ASD同士なのに話が噛み合わない理由とは?SNSでのすれ違いとコミュニケーションの特徴を解説

発達障害

SNS上で意見を伝えた結果、突然ブロックされてしまった経験から、「自分がおかしかったのだろうか」「相手は何を伝えたかったのだろうか」と悩む人は少なくありません。特にASD(自閉スペクトラム症)の特性を持つ人同士のやり取りでは、互いに誠実に話しているつもりでも大きなすれ違いが生じることがあります。この記事では、ASD同士のコミュニケーションで起こりやすい誤解や、SNSでの対立が生まれる理由について解説します。

ASD同士でも価値観や考え方は大きく異なる

ASDと一言で言っても、特性の現れ方や人生経験、考え方は人それぞれです。

そのため、同じASDであっても「共感できる部分」と「全く理解できない部分」が同時に存在することがあります。

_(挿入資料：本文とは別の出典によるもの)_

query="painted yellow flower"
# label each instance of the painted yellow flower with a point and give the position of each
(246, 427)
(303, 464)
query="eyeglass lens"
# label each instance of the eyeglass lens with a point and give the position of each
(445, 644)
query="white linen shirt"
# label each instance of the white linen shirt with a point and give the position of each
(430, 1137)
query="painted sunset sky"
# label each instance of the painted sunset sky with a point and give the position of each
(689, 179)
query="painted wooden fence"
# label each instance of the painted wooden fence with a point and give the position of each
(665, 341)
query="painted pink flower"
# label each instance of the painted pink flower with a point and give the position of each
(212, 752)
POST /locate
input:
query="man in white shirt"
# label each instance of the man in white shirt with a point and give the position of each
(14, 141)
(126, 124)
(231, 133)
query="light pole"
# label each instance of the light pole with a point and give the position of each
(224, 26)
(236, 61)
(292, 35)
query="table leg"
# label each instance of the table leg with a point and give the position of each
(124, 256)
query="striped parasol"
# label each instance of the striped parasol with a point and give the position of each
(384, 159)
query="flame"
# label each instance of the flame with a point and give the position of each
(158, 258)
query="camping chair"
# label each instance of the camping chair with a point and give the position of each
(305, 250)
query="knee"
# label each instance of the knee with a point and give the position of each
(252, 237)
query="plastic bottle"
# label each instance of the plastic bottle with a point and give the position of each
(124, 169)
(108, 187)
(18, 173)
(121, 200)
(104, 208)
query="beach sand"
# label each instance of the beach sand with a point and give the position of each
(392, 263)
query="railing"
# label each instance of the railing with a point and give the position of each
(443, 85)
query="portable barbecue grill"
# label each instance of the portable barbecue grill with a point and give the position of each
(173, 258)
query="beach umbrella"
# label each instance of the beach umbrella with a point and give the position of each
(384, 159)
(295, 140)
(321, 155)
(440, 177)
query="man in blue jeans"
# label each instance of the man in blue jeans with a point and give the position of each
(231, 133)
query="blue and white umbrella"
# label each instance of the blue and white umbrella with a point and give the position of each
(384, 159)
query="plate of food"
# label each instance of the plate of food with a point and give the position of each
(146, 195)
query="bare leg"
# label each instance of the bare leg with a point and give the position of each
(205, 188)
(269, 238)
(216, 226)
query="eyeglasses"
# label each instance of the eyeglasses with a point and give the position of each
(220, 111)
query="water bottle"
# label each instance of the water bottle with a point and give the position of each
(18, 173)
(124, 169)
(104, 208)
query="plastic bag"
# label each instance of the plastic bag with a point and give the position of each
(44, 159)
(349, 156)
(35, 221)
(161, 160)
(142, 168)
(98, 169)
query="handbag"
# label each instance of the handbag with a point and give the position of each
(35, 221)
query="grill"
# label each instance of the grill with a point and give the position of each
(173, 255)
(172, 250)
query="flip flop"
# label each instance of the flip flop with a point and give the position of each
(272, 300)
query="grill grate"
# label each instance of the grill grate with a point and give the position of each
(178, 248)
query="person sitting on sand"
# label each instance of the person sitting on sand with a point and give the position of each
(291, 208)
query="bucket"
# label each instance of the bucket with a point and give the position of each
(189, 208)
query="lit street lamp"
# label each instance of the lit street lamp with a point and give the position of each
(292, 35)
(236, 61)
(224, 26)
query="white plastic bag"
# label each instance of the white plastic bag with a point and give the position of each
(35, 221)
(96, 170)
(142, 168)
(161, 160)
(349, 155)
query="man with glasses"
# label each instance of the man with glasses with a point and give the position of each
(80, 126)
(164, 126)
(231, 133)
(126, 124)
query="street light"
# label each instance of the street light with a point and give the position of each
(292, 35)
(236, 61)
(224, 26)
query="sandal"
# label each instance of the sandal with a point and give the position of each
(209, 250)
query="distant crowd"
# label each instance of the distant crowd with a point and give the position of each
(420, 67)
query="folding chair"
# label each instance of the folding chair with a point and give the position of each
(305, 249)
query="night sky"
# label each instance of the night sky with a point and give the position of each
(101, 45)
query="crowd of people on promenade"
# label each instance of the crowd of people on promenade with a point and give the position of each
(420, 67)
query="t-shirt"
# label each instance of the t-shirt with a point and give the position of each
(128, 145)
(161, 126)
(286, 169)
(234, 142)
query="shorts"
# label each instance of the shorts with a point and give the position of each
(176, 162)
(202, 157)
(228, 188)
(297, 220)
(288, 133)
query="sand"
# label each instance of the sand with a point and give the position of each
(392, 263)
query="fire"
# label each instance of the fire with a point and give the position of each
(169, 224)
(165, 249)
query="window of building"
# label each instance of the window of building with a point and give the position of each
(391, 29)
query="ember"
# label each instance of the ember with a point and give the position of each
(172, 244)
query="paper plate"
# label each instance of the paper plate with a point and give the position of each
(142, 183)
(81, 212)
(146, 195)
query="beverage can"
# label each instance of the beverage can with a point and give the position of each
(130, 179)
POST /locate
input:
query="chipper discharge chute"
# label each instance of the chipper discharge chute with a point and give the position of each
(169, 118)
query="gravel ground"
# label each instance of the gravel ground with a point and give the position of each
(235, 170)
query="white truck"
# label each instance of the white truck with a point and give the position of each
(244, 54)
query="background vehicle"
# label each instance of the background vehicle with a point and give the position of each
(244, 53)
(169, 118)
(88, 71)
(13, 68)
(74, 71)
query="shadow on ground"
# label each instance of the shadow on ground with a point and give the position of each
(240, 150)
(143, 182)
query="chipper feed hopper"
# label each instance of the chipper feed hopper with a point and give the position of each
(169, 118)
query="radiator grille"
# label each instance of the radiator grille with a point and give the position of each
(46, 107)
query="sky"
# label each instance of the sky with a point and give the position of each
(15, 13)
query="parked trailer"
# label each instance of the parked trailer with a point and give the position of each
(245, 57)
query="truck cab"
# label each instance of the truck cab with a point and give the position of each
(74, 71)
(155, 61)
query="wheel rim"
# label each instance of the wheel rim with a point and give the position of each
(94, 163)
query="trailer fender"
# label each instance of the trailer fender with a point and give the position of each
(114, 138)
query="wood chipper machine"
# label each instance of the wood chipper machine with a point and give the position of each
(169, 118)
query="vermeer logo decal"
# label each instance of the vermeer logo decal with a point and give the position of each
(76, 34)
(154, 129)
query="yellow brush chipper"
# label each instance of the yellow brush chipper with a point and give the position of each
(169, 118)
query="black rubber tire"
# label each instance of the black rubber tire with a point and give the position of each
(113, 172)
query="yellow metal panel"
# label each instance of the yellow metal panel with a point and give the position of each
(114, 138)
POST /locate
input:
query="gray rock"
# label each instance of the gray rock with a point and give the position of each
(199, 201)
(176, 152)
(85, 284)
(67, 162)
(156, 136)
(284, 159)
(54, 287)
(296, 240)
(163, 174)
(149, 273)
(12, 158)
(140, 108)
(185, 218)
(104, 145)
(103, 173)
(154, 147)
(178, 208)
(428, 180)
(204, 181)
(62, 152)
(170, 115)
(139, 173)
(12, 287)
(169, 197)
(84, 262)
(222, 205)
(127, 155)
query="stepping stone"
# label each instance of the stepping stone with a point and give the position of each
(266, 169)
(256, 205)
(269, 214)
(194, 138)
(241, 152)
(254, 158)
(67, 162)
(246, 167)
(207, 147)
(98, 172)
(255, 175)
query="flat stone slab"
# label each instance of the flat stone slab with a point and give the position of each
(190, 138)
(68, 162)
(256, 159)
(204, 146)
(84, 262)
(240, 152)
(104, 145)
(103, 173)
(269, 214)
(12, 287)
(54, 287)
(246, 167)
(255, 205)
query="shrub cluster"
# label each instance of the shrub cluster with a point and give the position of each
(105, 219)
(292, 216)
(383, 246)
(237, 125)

特にASDに関する発信では、自身の経験を基に語る人が多いため、自分の経験と異なる意見に対して強い違和感を抱くこともあります。

SNSでは「内容」よりも「意図」が問題になることがある

SNSの議論では、文章そのものだけでなく、「その発言の目的は何か」が重視されることがあります。

例えば、ある人は「ASD特性への気づきを促したい」という意図で発言している一方、別の人は「ASDを否定しているように見える」と受け取る場合があります。

実際にはどちらかが絶対的に正しいというよりも、同じ文章から異なる意図を読み取っているケースも少なくありません。

発信者の視点 受け手の視点
気づきを促したい 批判されているように感じる
経験を共有したい 押し付けられているように感じる
問題提起したい 否定されているように感じる

ASD同士の議論で起きやすいすれ違い

ASDの特性として、言葉を正確に捉えようとする傾向や、論理的整合性を重視する傾向が見られることがあります。

そのため、一方が「表現方法」を問題視しているのに対し、もう一方が「内容の正しさ」を説明し始めるなど、議論の焦点がずれることがあります。

どちらも真剣に話しているにもかかわらず、話題の前提が異なっているため、結果として「話が通じない」と感じてしまうのです。

「何年後かに理解してください」という言葉の意味

SNS上で見かける「今は理解できなくても、いつか分かると思う」という表現は、必ずしも相手を見下しているとは限りません。

発言者本人が過去に経験した失敗や気づきを基に、「自分も昔は同じだった」という感覚で使っている場合があります。

一方で、受け取る側からすると「自分だけが正しいと思っているように聞こえる」と感じることもあります。

つまり、この言葉自体に明確な正解があるわけではなく、発言者と受け手の解釈の違いによって印象が大きく変わるのです。

ブロックされたことは必ずしも正誤の問題ではない

SNSでは、相手が議論を続けたくないと判断した場合や、価値観の違いが大きいと感じた場合にブロックを選択することがあります。

これは必ずしも「相手が正しい」「自分が間違っている」という意味ではありません。

単純にコミュニケーションの継続が難しいと判断された結果であることも多くあります。

ブロックは勝敗や正誤の判定ではなく、関係を終了するための機能として使われることもあります。

まとめ

ASD同士であっても、考え方や経験が異なれば意見の対立やすれ違いは起こります。特にSNSでは文字だけでやり取りするため、意図や感情が十分に伝わらず誤解が生まれやすくなります。

また、ブロックされたからといって必ずしも自分が間違っていたとは限りません。双方が異なる前提で話していた結果として、議論が成立しなかった可能性もあります。相手の真意を完全に理解できないこともありますが、「価値観の違いがあった」と整理することで、モヤモヤが少し軽くなる場合もあるでしょう。